Once upon a time in Cornwall, the lovely St Agnes unwittingly caught the attention of a giant named Bolster. A dastardly fellow, Bolster wouldn’t leave St Agnes alone, even though she openly refused his advances (and he was already married!). Tiring of his constant attention, St Agnes came up with a plan to get rid of the giant. She told him that if he wanted to prove his devotion to her, he must go to Chapel Porth beach and fill a hole in the ground there with his blood. Accepting the challenge, Bolster took a spot on the beach over the hole, cut into a vein and let his blood pour into the hole. Little did he know, however, that the hole ran straight to the sea, and that no matter how much he tried, the hole would never fill. Waiting in vain for the hole to fill, Bolster collapsed and died, leaving a red stain on the rocks that can still be seen to this day.
If you happen to be in Padstow on a stormy night, you could easily mistake the loud wails that roll in from the sea for the howling of the wind. But if you listen more carefully, you’ll realise it’s actually the cries of a mermaid. With two versions of the unhappy tale of the Mermaid of Padstow, the most popular recounts how Tristram Bird, a local man, went to the beach one day to shoot seals, and instead was distracted by the bewitching voice of a mermaid. As Tristram came closer, the mermaid’s singing stopped and as she caught sight of him, she tried to drag him into the sea. Fighting to escape her grasp, Tristram fired his gun at her, where upon she howled with pain and disappeared into the water. On blustery nights, you can still the mermaids’ song.
Between 1785 and 1909, 55 people were executed for their crimes at Bodmin Jail, and who knows how many more died during their incarceration there. The kind of place that makes the hair on the back of your neck stand up, it unsurprisingly abounds with ghost stories and is purportedly one of the most haunted places in Cornwall. One of the most eerie reports of ghosts in Bodmin Jail relates to Selina Wadge, one of the handful of women executed in the jail. Arrested in 1878, Selina was found guilty of murdering her own son, Henry. After her death, when she uttered her last words “Lord deliver me from this miserable world,” it is said that Selina never really left the prison and that her ghost still wanders its hallways. Stranger still, sightings of Selina are most often reported by children.
Hitting the headlines in the 1970s, reports of a large black animal prowling Bodmin Moor stirred up a media frenzy. Said to have a been ginormous cat unlike anything ever seen before in the UK, these strange sightings coincided with the gruesome discoveries of mutilated livestock on nearby farms. Even though authorities tried to dispel rumours, many folk were quick to make the link between the sightings and new restrictions introduced by the Government in a bid to crack down on the illegal ownership of wild animals. Could it be then, that a giant wildcat once stalked the wilds of Bodmin?

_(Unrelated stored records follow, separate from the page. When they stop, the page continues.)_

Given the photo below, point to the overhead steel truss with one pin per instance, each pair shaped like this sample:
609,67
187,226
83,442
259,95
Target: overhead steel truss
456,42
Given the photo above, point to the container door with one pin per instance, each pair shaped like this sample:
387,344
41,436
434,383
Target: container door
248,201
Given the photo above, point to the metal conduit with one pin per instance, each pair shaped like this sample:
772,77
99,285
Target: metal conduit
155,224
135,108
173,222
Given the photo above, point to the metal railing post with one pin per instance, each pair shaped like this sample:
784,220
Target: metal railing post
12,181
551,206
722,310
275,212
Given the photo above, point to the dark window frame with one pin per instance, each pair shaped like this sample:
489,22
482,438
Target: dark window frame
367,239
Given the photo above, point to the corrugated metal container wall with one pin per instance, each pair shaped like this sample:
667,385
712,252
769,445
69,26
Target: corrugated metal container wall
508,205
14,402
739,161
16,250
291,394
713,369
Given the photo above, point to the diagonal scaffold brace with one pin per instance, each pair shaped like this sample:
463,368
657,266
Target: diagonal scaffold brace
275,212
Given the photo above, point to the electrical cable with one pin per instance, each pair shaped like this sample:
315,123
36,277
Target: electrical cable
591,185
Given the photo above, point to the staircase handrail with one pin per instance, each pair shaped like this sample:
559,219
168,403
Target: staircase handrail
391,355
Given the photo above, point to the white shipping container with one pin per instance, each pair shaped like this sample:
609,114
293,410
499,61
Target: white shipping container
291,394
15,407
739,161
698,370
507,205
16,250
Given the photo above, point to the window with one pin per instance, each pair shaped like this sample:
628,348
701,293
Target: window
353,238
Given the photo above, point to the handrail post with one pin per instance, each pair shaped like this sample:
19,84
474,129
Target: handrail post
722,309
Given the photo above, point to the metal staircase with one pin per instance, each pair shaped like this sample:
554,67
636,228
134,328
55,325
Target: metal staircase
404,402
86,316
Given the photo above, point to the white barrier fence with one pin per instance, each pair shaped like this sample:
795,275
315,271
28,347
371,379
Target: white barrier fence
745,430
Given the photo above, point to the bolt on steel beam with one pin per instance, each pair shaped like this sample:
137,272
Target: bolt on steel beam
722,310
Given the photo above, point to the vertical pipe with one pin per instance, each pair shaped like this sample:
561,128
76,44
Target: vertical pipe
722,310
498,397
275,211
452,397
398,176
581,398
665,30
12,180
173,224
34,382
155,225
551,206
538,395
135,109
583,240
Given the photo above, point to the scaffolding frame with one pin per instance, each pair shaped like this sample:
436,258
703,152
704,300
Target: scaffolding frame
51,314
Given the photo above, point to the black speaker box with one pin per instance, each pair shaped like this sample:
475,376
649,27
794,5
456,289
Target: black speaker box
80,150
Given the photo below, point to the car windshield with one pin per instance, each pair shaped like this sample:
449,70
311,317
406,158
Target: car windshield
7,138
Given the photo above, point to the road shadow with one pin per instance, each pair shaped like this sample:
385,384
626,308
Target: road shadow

Years ago, an otherwise ordinary November afternoon turned into an unforgettable encounter for a Mr. Cliff Hockin of Mevagissey. Driving from his home to Truro to visit his wife in hospital, he rounded a corner to suddenly come face-to-face with an old-fashioned stagecoach led by four horses. Steering the coach as it thundered along the lane, a coachman in a striking coat with wide, blue lapels gripped the reigns while a guard in a scarlet coat and black hat sat beside him blowing a posthorn. Slamming on the brakes, Mr Hocking braced himself for the impact of the inevitable collision, but as the deafening orchestra of wheels, horn and hooves reached its crescendo, the noise simply stopped. Peeping through his raised arms, all Mr Hocking saw was an empty road.